Mat 6:9 ですから、あなたがたはこう祈りなさい。/『天にいます私たちの父よ。/御名が聖なるものとされますように。

  ②マタイでは、祈りの型が挙げられている。

  ③ルカでは、祈りのことばが挙げられいる。

(2)「父よ」という呼びかけ

  ①まず、父なる神に関心を向ける。

  ②ギリシア語の「パテーラ」、アラム語の「アバ」。

  ③これは、尊敬と親密さを表現する呼び名である。

  ④イエスは、神に対して「父よ」と呼びかけておられた(10:21)。

  ⑤弟子たちは、イエスとの関係のゆえに、「父よ」と呼びかけることができる。

  ⑥イエスと父の関係は、弟子たちと父の関係と同じではない。

(3)祈りの内容は2つの部分に分かれる。

  ①第1の区分には、2つの祈りが含まれる(被造世界に対する神の計画)。

  ②第2の区分には、3つの祈りが含まれる(弟子たちの必要)。

(4)第1区分の第1の祈り

  ①「御名が聖なるものとされますように」

    *誰もが、あなたの御名を聖なるものと認めますように。

  ②神の御名とは、神のご性質の総体である。

  ③神の評判が、すべての人の間で良いものとなりますように。

  ④これは、偉大な御業を行ってくださいという祈りである。

(5)第1区分の第2の祈り

  ①「御国が来ますように」

    *御国が来たなら、神の御名は人々の間で聖なるものとされる。

  ②普遍的神の国は、常に存在している。

  ③御国とは、メシア的王国(千年王国)のことである。

    *旧約聖書に預言されている地上の王国である。

  ③御国はまだ来ていないので、今もこの祈りは有効である。

Ⅲ.第2区分(3~4節)

1.3節

Luk 11:3
私たちの日ごとの糧を、毎日お与えください。

(1)第2区分の第1の祈り

  ①これは、弟子の必要が満たされるようにという祈りである。

  ②マタ6:11は、「今日」を強調している。

Mat 6:11 私たちの日ごとの糧を、今日もお与えください。

  ②ルカ11:3では、「毎日」となっている。

  ③これは矛盾ではなく、補完的なものである。

  ④当時の人たちには、意味のある祈りであった。

  ⑤出16:4

Exo 16:4
【主】はモーセに言われた。
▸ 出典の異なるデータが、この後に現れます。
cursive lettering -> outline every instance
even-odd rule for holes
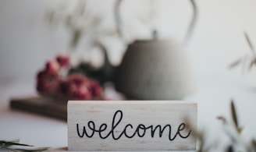
[[[126,138],[133,138],[136,135],[139,137],[144,137],[147,133],[147,130],[150,130],[151,138],[155,137],[155,133],[158,133],[158,136],[162,137],[164,133],[167,132],[169,140],[170,141],[172,141],[178,136],[181,138],[187,138],[190,136],[191,133],[191,130],[187,133],[187,134],[185,134],[186,133],[182,133],[182,131],[186,129],[186,124],[182,122],[178,126],[178,129],[173,136],[172,136],[172,126],[169,124],[167,124],[163,127],[160,125],[155,125],[155,127],[154,127],[153,125],[146,126],[144,124],[139,124],[136,127],[136,129],[133,129],[133,125],[132,124],[127,124],[124,127],[123,131],[118,135],[116,133],[115,133],[115,130],[116,129],[116,127],[122,122],[122,119],[123,119],[123,111],[120,110],[116,111],[113,115],[111,130],[107,133],[105,133],[106,132],[105,130],[108,128],[108,125],[106,123],[102,123],[97,129],[95,127],[95,123],[93,121],[89,121],[87,122],[87,129],[86,126],[84,126],[82,129],[83,130],[82,133],[80,133],[80,132],[79,124],[77,123],[76,124],[77,135],[80,138],[83,138],[84,136],[87,136],[87,138],[91,138],[94,136],[95,133],[98,133],[99,137],[101,139],[106,139],[108,136],[112,136],[113,140],[117,140],[120,139],[123,136],[126,136]],[[127,134],[127,130],[134,130],[134,131],[133,134]],[[105,136],[103,135],[104,133],[105,134]]]

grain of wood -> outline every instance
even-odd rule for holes
[[[195,150],[196,136],[188,127],[197,128],[197,104],[191,101],[68,103],[68,149],[72,151]],[[84,128],[88,136],[82,136]]]

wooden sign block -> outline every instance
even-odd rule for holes
[[[68,103],[72,151],[195,150],[192,128],[197,128],[197,104],[190,101]]]

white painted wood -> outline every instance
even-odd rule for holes
[[[191,129],[197,128],[197,108],[196,103],[183,101],[69,101],[68,149],[72,151],[195,150],[196,136]],[[190,126],[184,122],[185,118],[190,120]],[[158,125],[162,129],[166,125],[162,137],[159,126],[155,128]],[[104,131],[99,131],[100,126]],[[80,136],[84,127],[89,137]],[[97,131],[90,137],[91,129]],[[117,139],[122,133],[123,136]]]

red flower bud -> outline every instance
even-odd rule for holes
[[[67,68],[70,65],[69,57],[66,55],[59,55],[56,60],[61,67]]]
[[[37,90],[43,95],[54,94],[57,91],[59,76],[56,73],[51,73],[47,70],[37,73]]]

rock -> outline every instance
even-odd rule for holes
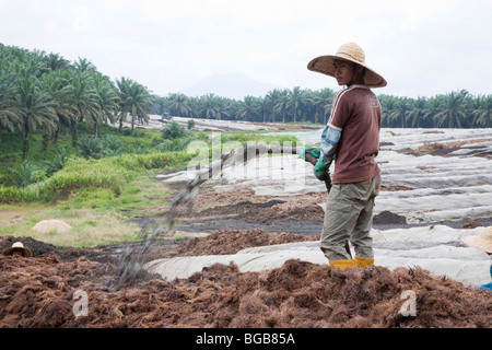
[[[59,233],[65,233],[67,231],[70,231],[72,226],[70,226],[68,223],[61,220],[43,220],[36,223],[33,228],[34,231],[46,233],[50,231],[58,231]]]

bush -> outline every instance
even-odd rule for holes
[[[177,121],[172,121],[164,129],[162,129],[162,137],[165,140],[183,138],[186,133],[185,128]]]

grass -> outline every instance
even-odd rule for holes
[[[155,173],[166,168],[186,168],[196,154],[188,154],[187,151],[152,153],[152,144],[160,136],[157,130],[136,130],[132,138],[115,130],[106,127],[102,131],[120,137],[126,147],[141,152],[99,160],[72,156],[61,171],[39,184],[39,198],[36,185],[25,188],[0,185],[0,235],[30,236],[57,246],[72,247],[141,240],[141,229],[132,219],[156,214],[155,208],[167,205],[167,198],[174,192],[155,180]],[[229,141],[242,144],[250,141],[282,144],[290,141],[295,145],[296,141],[293,137],[262,132],[227,133],[221,138],[222,144]],[[204,139],[203,135],[200,139]],[[60,137],[58,145],[50,144],[48,151],[43,152],[40,135],[33,135],[30,159],[42,165],[52,159],[58,147],[77,153],[71,148],[70,136]],[[5,167],[21,161],[19,150],[22,147],[17,135],[4,132],[1,148],[0,178]],[[33,231],[36,223],[49,219],[62,220],[72,229],[67,233]]]

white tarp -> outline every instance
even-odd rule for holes
[[[479,234],[483,228],[454,230],[448,226],[373,230],[375,265],[390,270],[397,267],[421,267],[433,276],[447,277],[465,285],[488,283],[490,258],[464,245],[460,237]],[[353,254],[352,254],[353,255]],[[318,242],[278,244],[246,248],[234,255],[208,255],[157,259],[145,268],[162,278],[188,278],[213,264],[234,262],[239,271],[265,271],[279,268],[289,259],[327,265]]]
[[[297,132],[306,144],[319,143],[320,130]],[[376,199],[375,214],[391,211],[417,222],[435,223],[424,228],[373,230],[376,265],[422,267],[436,276],[461,281],[466,285],[490,282],[490,258],[485,253],[467,247],[462,235],[479,234],[483,228],[455,230],[440,225],[446,220],[492,217],[492,161],[477,156],[414,156],[396,152],[417,149],[424,143],[484,140],[492,129],[383,129],[382,150],[377,162],[383,186],[407,186],[412,190],[382,191]],[[491,150],[484,141],[465,145],[470,152]],[[458,152],[468,154],[467,152]],[[332,170],[331,170],[332,171]],[[189,172],[165,180],[183,180]],[[260,158],[246,165],[223,171],[216,190],[248,187],[258,196],[294,196],[326,191],[313,175],[313,166],[296,155]],[[241,182],[237,182],[241,179]],[[325,203],[320,203],[324,206]],[[318,244],[297,243],[245,249],[235,255],[180,257],[151,261],[150,271],[163,278],[186,278],[215,262],[234,261],[241,271],[261,271],[280,267],[286,259],[297,258],[314,264],[327,264]]]

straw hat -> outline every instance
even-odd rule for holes
[[[364,67],[365,68],[364,82],[367,86],[370,88],[386,86],[387,84],[386,80],[365,65],[364,50],[355,43],[343,44],[338,48],[336,55],[320,56],[313,59],[307,65],[307,69],[330,77],[335,77],[333,62],[336,59],[343,59],[345,61],[351,61]]]
[[[461,241],[473,248],[492,253],[492,226],[483,229],[479,235],[461,237]]]
[[[32,257],[33,256],[33,252],[31,252],[30,248],[24,247],[22,242],[15,242],[14,244],[12,244],[12,246],[10,248],[3,249],[2,253],[3,253],[3,255],[11,255],[12,252],[15,249],[22,250],[23,257]]]

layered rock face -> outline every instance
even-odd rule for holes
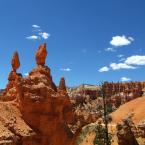
[[[107,103],[115,108],[128,101],[141,97],[145,88],[145,82],[109,83],[102,85],[102,91],[107,98]]]
[[[37,67],[17,82],[19,107],[25,122],[36,132],[35,145],[73,145],[75,135],[69,124],[75,114],[66,93],[65,79],[55,86],[51,70],[45,66],[46,45],[36,52]]]
[[[117,125],[118,145],[139,145],[134,135],[134,125],[128,119]]]
[[[8,84],[1,95],[3,101],[11,101],[17,98],[16,81],[22,77],[20,73],[17,73],[17,69],[20,67],[19,55],[17,52],[15,52],[12,57],[11,65],[12,71],[8,77]]]
[[[26,78],[17,73],[20,66],[18,53],[12,58],[12,71],[1,100],[10,104],[9,110],[17,112],[11,112],[10,119],[14,120],[12,126],[20,127],[19,131],[14,127],[11,129],[10,143],[13,145],[75,145],[82,126],[86,124],[84,118],[75,113],[64,77],[58,88],[53,82],[51,70],[45,65],[46,56],[46,44],[43,44],[36,52],[37,67]],[[7,114],[7,110],[5,112]],[[0,123],[1,120],[5,126],[6,117],[0,118]],[[77,122],[79,125],[74,131],[72,128]],[[11,124],[9,120],[8,124]],[[25,134],[21,133],[21,124]]]

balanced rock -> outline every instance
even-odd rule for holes
[[[65,85],[65,79],[64,79],[64,77],[62,77],[60,79],[59,90],[66,92],[66,85]]]
[[[39,46],[36,52],[36,63],[37,65],[45,65],[45,59],[47,56],[46,44],[42,44]]]

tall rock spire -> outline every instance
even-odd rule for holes
[[[14,52],[14,55],[13,55],[12,61],[11,61],[11,65],[12,65],[12,69],[13,69],[14,72],[16,72],[17,69],[20,67],[18,52]]]
[[[37,63],[37,65],[44,66],[46,56],[47,56],[46,43],[44,43],[44,44],[39,46],[39,48],[36,52],[36,63]]]
[[[59,82],[59,90],[66,91],[65,79],[62,77]]]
「見よ、わたしはあなたがたのために天からパンを降らせる。民は外に出て行って、毎日、その日の分を集めなければならない。これは、彼らがわたしのおしえに従って歩むかどうかを試みるためである。

  ⑥イエス時代の人たちは、日当によって生活するのが普通であった。

  ⑦現代人にとっては、自分が完全に神に依存していることを思い出す機会となる。

2.4節

Luk 11:4

私たちの罪をお赦しください。/私たちも私たちに負い目のある者をみな赦します。/私たちを試みにあわせないでください。』」

(1)第2区分の第2の祈り

  ①これは、神の赦しを求めるものである。

  ②ルカは、単純に「罪」(ハマルティア)ということばを用いている。

  ③マタイでは「負い目」(オフェイレマタ)ということばである(マタ6:12)。

  ④イエスの弟子たちは、信仰と恵みによって罪が赦された。

  ⑤ここでの祈りは、父との関係を維持するためのものである。

  ⑥1ヨハ1:9

1Jn 1:9 もし私たちが自分の罪を告白するなら、神は真実で正しい方ですから、その罪を赦し、私たちをすべての不義からきよめてくださいます。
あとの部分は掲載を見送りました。